Di bidang terapeutik, muncul fenomena yang masih terhalang oleh trauma, yang seringkali didahului oleh rasa sakit mental yang tak tertahankan. Fenomena-fenomena ini, seperti yang sudah semakin jelas, berhubungan langsung dengan trauma sebagai proses pengalaman yang terhambat. Jika rasa sakit dapat ditempatkan pada kontak "terapis-klien", proses mengalami memiliki kesempatan untuk dipulihkan [4, 5].

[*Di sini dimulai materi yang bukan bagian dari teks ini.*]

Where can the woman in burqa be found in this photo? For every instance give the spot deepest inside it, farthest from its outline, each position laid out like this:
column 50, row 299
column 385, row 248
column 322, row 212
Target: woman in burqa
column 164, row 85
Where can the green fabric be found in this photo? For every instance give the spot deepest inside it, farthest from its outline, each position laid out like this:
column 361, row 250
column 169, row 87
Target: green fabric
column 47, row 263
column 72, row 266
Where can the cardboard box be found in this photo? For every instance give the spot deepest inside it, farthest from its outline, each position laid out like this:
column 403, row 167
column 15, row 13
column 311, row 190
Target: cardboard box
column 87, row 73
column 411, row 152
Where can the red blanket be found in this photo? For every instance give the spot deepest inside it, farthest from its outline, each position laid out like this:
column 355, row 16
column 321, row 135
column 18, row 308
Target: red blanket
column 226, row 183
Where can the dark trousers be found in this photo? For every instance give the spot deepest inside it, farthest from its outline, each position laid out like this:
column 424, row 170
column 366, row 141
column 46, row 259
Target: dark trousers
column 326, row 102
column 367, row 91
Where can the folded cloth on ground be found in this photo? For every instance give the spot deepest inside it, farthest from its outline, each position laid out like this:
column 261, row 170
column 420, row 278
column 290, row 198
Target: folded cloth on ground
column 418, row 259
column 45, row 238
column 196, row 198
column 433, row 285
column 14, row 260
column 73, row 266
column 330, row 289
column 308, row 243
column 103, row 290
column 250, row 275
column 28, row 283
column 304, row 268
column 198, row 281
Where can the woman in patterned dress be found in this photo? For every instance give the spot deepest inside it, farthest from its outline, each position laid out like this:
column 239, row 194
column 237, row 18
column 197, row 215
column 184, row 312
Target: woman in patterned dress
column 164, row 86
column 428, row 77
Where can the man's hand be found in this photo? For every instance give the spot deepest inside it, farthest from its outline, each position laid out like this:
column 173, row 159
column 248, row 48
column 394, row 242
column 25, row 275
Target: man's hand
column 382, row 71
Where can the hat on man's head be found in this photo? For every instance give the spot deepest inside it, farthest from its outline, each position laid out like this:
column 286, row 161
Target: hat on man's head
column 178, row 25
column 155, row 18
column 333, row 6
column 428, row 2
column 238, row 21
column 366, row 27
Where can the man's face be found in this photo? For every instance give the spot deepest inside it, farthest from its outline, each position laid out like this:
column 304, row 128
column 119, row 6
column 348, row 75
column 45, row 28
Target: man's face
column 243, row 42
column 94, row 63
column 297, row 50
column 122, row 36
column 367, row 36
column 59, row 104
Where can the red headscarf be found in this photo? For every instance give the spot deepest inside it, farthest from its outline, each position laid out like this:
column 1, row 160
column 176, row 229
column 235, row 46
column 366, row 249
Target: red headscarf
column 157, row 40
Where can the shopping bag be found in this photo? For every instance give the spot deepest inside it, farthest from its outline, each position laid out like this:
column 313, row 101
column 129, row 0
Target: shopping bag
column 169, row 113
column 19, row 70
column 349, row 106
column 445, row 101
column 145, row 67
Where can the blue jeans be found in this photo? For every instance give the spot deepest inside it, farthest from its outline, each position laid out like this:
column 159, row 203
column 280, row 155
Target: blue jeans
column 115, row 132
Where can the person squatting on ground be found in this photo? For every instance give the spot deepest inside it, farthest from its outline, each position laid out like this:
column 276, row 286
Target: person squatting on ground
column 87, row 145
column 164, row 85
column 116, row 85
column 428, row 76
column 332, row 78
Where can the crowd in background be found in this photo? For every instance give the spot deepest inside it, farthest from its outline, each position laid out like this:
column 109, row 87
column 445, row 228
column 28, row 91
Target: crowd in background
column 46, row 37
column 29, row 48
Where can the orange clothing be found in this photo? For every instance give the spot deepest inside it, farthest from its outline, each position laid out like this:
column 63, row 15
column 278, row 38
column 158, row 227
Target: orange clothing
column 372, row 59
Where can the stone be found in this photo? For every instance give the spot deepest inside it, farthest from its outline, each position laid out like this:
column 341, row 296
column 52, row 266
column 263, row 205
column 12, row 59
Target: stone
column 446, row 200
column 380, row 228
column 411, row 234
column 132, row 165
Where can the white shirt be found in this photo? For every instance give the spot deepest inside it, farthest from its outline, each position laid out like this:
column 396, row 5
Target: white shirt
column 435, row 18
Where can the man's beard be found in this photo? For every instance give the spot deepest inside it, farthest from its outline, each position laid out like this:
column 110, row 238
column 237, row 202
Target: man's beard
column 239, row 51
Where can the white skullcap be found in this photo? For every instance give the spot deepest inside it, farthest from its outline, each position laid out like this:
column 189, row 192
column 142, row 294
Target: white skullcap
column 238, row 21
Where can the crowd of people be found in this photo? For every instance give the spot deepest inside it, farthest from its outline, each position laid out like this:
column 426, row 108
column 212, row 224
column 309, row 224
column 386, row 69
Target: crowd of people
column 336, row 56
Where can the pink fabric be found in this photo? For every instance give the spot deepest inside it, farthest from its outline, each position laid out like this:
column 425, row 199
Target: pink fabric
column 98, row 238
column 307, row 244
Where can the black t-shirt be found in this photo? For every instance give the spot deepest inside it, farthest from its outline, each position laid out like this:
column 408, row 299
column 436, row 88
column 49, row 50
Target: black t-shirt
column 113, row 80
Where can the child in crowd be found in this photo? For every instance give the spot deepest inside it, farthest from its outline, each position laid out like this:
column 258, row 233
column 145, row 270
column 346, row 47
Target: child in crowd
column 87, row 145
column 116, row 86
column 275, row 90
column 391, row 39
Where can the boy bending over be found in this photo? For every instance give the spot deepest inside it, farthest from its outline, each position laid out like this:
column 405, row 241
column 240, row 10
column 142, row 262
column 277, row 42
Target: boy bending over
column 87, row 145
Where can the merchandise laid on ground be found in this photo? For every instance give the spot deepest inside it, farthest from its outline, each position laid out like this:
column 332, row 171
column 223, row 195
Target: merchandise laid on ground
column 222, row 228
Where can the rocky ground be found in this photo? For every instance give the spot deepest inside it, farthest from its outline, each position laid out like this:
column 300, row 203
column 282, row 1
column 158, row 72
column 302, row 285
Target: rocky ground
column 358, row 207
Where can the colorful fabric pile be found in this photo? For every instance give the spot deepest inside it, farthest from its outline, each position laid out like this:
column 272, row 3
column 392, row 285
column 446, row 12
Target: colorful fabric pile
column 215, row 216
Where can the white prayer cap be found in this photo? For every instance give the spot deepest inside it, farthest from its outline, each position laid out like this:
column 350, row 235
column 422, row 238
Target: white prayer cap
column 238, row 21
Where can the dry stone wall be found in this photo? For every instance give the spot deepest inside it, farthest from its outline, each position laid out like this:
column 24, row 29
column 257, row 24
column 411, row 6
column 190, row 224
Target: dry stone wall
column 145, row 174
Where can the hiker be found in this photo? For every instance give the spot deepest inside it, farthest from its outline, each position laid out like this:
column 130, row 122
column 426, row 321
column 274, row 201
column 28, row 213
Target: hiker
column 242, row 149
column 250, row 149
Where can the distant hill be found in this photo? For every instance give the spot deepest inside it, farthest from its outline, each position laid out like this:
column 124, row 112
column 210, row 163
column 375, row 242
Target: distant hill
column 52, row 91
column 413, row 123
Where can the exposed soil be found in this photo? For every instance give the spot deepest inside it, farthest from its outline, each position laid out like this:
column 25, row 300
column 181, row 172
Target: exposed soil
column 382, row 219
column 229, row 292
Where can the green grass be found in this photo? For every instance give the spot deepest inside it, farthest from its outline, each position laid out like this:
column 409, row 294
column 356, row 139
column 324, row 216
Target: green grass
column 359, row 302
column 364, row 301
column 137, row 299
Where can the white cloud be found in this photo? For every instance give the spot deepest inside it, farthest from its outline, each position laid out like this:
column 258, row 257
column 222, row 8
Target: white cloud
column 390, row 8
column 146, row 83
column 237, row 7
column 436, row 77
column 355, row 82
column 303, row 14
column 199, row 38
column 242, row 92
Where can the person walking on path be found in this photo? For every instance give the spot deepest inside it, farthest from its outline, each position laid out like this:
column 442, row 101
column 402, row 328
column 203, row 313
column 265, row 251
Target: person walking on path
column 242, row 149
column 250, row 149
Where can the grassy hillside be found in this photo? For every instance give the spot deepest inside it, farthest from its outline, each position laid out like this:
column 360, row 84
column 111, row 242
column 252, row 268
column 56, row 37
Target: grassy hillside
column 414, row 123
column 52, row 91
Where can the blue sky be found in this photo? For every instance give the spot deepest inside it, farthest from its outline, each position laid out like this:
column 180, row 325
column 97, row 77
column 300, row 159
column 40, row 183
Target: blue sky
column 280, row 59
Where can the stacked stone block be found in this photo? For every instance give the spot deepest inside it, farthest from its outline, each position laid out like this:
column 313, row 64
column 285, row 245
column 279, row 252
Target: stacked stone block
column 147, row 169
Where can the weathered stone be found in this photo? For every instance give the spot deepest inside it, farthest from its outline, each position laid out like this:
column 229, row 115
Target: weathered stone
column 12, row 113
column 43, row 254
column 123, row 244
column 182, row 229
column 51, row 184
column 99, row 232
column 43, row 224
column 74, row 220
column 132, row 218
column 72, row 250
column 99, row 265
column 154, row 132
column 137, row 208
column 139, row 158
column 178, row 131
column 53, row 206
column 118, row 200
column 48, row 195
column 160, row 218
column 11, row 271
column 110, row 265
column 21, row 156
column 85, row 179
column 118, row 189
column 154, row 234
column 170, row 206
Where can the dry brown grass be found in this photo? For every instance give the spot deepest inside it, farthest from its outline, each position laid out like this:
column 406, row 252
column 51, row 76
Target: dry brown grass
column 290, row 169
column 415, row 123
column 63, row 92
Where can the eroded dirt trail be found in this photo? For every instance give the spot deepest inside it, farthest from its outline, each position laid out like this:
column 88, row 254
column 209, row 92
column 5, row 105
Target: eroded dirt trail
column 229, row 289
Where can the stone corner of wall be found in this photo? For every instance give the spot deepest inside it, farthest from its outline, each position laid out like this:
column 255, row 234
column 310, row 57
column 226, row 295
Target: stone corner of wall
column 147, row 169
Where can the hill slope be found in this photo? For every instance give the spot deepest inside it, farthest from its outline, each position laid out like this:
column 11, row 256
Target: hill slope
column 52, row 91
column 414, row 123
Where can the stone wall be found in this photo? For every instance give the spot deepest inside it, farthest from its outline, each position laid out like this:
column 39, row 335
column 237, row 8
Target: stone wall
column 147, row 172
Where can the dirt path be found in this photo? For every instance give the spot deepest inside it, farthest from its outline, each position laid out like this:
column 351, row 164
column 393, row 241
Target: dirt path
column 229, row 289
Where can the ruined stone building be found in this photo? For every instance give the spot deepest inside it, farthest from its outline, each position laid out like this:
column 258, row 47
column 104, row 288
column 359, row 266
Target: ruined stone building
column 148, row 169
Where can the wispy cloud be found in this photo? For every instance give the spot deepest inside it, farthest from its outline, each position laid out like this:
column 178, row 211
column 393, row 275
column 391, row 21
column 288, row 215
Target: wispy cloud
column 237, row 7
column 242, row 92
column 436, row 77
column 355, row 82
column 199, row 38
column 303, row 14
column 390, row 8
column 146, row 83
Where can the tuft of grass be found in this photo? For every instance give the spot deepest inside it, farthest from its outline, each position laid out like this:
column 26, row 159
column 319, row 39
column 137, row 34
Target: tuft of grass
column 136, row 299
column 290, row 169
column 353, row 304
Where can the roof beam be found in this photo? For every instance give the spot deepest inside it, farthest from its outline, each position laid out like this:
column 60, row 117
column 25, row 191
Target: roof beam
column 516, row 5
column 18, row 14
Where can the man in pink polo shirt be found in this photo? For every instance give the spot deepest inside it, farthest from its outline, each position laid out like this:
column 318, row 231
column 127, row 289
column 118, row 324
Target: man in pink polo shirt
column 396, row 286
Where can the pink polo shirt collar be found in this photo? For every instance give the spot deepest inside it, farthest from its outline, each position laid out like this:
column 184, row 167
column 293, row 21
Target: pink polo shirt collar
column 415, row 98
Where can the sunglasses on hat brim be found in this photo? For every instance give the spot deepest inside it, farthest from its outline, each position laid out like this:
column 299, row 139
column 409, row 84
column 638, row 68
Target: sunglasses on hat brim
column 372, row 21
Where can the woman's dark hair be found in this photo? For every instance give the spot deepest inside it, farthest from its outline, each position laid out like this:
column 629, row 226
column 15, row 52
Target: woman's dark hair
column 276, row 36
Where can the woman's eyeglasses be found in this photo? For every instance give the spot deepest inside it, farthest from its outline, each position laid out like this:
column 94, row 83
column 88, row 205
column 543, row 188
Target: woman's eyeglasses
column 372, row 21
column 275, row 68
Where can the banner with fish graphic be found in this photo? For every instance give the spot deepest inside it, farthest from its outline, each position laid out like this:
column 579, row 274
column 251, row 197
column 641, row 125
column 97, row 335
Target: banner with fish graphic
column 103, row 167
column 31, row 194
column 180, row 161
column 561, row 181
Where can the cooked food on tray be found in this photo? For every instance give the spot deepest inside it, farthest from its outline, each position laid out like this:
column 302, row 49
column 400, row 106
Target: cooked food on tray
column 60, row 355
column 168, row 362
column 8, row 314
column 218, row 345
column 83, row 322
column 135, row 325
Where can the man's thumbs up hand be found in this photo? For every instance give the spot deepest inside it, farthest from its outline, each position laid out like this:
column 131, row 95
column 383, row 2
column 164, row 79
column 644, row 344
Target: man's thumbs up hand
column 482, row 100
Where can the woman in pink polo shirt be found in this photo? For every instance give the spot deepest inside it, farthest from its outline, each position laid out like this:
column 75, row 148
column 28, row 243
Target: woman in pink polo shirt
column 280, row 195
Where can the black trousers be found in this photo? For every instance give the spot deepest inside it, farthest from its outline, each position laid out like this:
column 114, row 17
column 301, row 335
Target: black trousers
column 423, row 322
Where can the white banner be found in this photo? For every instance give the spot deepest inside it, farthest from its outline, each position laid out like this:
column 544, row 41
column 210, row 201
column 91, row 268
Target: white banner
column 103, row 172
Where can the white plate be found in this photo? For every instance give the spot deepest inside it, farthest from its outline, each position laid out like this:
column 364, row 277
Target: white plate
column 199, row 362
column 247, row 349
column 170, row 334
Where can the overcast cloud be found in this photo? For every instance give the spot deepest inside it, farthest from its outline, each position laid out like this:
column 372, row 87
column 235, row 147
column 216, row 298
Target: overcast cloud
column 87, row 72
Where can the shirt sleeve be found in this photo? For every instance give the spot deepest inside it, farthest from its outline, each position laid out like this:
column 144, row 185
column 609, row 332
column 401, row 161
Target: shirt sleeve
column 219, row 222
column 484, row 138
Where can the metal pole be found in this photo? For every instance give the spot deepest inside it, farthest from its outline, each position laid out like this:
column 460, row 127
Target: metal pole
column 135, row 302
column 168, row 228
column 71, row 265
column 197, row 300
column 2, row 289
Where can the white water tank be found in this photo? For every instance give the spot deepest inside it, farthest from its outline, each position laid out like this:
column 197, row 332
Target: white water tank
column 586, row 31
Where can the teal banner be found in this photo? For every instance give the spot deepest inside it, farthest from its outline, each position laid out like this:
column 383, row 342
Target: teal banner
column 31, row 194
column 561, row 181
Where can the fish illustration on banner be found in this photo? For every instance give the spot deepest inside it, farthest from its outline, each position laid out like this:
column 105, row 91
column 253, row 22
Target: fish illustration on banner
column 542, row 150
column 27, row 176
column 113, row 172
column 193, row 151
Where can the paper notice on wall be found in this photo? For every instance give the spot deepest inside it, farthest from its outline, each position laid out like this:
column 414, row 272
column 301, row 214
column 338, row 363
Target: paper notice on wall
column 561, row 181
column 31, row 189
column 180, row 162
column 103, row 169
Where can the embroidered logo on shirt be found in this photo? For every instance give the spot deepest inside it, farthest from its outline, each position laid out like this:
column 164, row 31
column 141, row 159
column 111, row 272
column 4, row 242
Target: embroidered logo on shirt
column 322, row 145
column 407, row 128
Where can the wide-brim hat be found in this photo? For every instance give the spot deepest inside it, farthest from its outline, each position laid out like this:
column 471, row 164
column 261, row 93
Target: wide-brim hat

Dalam arti, proses psikoterapi untuk gangguan stres pasca-trauma mengandaikan keniscayaan aktualisasi trauma. Dengan kata lain, tantangan terapeutik yang relevan untuk PTSD adalah kebutuhan untuk mengubah trauma kronis menjadi trauma akut, mis. mengaktualisasikannya dalam proses terapeutik. Namun, perlu dicatat bahwa proses ini tidak dapat dan tidak boleh dipaksakan. Mencoba mempercepat proses transformasi dan aktualisasi pengalaman traumatis, kita, mungkin, tanpa disadari, menghalangi proses mengalami. Tidak mungkin untuk secara bersamaan memenuhi tugas membantu klien "menyerah" pada proses pengalaman dan mencoba mengendalikannya di pihak kita.

Mengabaikan kontradiksi ini selalu menyebabkan terhentinya proses terapeutik.

Kami psikoterapis adalah spesialis dalam kontak, yang merupakan inti dari proses psikoterapi.

Oleh karena itu, tugas utama dalam menangani gangguan stres pasca-trauma adalah melepaskan proses alami dan menemaninya dalam dinamika mental yang berkelanjutan.

Literatur:

1. Kolodzin B. Bagaimana hidup setelah keseimbangan batin. - M., 1992.-- 95p.

2. Reshetnikov M. M. Trauma mental / M. M. Reshetnikov. - SPb.: Institut Psikoanalisis Eropa Timur, 2006 - 322p.

3. Kaplan G. I., Sadok B. J. Psikiatri klinis. Dalam volume 2. Per dari bahasa Inggris. - M.: Kedokteran, 1994.

4. Pogodin I. A. Fenomenologi dan dinamika manifestasi emosional awal / Jurnal psikolog praktis (Isu khusus Institut Gestalt Belarusia). - Nomor 1. - 2008, S.61-80.

5. Pogodin I. A. Kedekatan sebagai hubungan di perbatasan kontak / Buletin terapi gestalt. - Edisi 6. - Minsk, 2007. - S. 42-51.

[1] Saya pikir orang tua kita adalah makhluk abadi dalam arti bahwa perasaan terhadap mereka tetap ada dalam diri kita seumur hidup. Setelah kematian fisik orang tua, perasaan tidak kehilangan relevansinya.